The presentations during day 2 of the Morningstar conference sounded strikingly similar to the ones a day earlier. Rob Arnott, chairman of Research Affiliates and manager of the PIMCO All Asset fund, warned attendees that sovereign debt around the world poses a major threat. In his speech, he said the odds of the United States falling into a double-dip recession are greater than 50 percent. Echoing Jeff Gundlach's address from Tuesday, Arnott warned that the current policies in the United States aren't sustainable in the long run. He said: "Why is Greece on the ropes and we're doing just fine? Because we have the largest economy on the planet, and we have the world's reserve currency. These buy us time. They don't exempt us." He warned that once things are set in motion, "you don't get much time."

[See 10 Ways the European Debt Crisis Affects Your Investments.]

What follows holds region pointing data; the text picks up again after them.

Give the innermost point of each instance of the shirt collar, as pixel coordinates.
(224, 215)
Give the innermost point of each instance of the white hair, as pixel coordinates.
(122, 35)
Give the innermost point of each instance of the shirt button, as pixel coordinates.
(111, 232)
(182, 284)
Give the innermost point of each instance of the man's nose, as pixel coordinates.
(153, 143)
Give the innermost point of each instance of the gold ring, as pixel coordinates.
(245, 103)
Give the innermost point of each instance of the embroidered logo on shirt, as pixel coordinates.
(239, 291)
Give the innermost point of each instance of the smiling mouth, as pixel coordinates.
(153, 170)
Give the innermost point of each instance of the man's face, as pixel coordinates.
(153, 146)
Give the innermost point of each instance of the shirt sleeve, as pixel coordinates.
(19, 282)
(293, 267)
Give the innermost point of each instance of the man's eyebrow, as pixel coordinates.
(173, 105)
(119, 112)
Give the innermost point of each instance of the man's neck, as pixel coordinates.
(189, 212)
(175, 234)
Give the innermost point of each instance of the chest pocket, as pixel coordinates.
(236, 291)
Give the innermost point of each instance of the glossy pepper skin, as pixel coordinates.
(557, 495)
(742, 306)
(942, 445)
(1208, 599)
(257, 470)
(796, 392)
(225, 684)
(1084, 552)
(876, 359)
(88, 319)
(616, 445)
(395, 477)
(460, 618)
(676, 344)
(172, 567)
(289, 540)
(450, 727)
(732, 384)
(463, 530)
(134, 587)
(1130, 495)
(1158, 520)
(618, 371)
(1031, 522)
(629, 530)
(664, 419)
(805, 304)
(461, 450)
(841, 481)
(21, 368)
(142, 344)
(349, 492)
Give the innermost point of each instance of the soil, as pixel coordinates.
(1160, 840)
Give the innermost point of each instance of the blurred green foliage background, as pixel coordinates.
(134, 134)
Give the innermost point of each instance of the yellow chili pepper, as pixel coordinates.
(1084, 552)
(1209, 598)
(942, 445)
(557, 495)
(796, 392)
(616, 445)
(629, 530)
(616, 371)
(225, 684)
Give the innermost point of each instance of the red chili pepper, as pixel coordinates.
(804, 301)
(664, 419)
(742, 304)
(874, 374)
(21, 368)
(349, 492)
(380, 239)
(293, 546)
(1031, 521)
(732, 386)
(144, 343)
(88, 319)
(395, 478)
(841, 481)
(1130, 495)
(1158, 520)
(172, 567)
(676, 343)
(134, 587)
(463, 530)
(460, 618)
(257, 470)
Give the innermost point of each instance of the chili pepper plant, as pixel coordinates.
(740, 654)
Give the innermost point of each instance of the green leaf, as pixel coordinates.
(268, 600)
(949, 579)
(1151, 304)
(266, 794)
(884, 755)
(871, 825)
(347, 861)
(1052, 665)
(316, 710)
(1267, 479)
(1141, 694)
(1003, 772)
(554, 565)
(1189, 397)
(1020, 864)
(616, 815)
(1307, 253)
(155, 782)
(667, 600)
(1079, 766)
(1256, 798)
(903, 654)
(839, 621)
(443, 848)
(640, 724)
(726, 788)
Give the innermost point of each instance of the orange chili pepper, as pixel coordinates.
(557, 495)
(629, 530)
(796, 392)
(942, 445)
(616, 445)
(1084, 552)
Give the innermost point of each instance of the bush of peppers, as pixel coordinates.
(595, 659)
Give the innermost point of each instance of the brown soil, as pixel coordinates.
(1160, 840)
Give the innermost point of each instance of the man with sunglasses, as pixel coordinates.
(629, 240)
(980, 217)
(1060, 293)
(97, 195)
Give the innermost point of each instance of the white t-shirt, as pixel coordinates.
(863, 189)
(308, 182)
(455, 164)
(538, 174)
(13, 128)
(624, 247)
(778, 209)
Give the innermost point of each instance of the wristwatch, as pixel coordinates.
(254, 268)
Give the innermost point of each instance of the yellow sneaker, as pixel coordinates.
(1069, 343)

John Derrick, director of research for U.S. Global Investors, says he's concerned that growth expectations are too high. Derrick said he's not sure how the U.S. government plans to fix the deficit problem. He told U.S. News: "Exactly how it all pans out is somewhat incomprehensible. I think that's the biggest risk. I think there's a lot of uncertainty at a macro level that is really hard to get your arms around, especially in a shorter time horizon, and that creates uncertainty and that leads to volatility in the market."

Derrick, along with an increasing number of managers, has begun to load up on gold as an insurance policy. "We've increased our allocation to gold in all of our portfolios," he says. "Even in domestic equity funds, they have healthy gold allocations around 10 percent or so." Derrick believes the government will soon begin to print more money to reflate the economy and that inflation will become a problem for investors in years to come.

[See What Gold Can (and Can't) Do for You.]

The stock-pickers agree. Rob McIver co-manages the highly concentrated Jensen Portfolio. His team has selected 28 companies for their portfolio. In the current market climate, he says investors should be looking for high-quality companies with strong balance sheets. McIver told U.S. News: "This recession is not over yet. The road to recovery is full of potholes and we keep falling into them don't we? It pays to be conservative." McIver says his team prides themselves on their ability to protect their clients' money on the downside.